= Uncertainty exponent =

In mathematics, the uncertainty exponent is a method of measuring the fractal dimension of a basin boundary. In a chaotic scattering system, the
invariant set of the system is usually not directly accessible because it is non-attracting and typically of measure zero. Therefore, the only way to infer the presence of members
and to measure the properties of the invariant set is through the basins of attraction. Note that in a scattering system, basins of attraction are not limit cycles therefore do not constitute members of the invariant set.

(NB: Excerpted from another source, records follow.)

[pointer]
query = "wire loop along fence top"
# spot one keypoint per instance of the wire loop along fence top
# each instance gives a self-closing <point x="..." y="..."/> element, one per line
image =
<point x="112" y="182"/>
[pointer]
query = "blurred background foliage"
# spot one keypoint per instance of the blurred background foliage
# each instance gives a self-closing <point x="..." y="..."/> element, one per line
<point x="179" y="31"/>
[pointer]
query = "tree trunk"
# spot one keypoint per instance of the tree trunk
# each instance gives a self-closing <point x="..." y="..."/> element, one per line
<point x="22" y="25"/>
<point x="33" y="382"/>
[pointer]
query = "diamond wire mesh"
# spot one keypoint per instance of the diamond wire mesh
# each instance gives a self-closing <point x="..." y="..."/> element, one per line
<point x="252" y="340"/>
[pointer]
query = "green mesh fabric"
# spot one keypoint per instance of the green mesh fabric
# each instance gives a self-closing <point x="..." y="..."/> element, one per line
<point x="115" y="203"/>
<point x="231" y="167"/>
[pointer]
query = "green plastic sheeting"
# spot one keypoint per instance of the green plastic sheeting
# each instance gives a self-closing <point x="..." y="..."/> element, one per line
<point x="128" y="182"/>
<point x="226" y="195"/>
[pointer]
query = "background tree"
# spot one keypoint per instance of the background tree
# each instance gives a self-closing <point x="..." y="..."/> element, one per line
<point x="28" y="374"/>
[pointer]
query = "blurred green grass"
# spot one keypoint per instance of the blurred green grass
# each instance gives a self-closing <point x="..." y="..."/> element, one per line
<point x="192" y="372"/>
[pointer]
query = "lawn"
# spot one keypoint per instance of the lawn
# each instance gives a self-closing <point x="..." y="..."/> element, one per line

Suppose we start with a random trajectory and perturb it by a small amount,
$\epsilon$, in a random direction. If the new trajectory ends up
in a different basin from the old one, then it is called epsilon uncertain.
If we take a large number of such trajectories,
then the fraction of them that are epsilon uncertain is the uncertainty fraction,
$f(\epsilon)$, and we expect it to scale exponentially
with $\varepsilon$:

$f(\varepsilon) \sim \varepsilon^\gamma \,$

Thus the uncertainty exponent, $\gamma$, is defined as follows:

$\gamma = \lim_{\varepsilon\to 0} \frac {\ln f(\varepsilon)} {\ln \varepsilon}$

The uncertainty exponent can be shown to approximate the box-counting dimension
as follows:

$D_0 = N - \gamma \,$

where N is the embedding dimension. Please refer to the article on chaotic mixing for an example of numerical computation of the uncertainty dimension
compared with that of a box-counting dimension.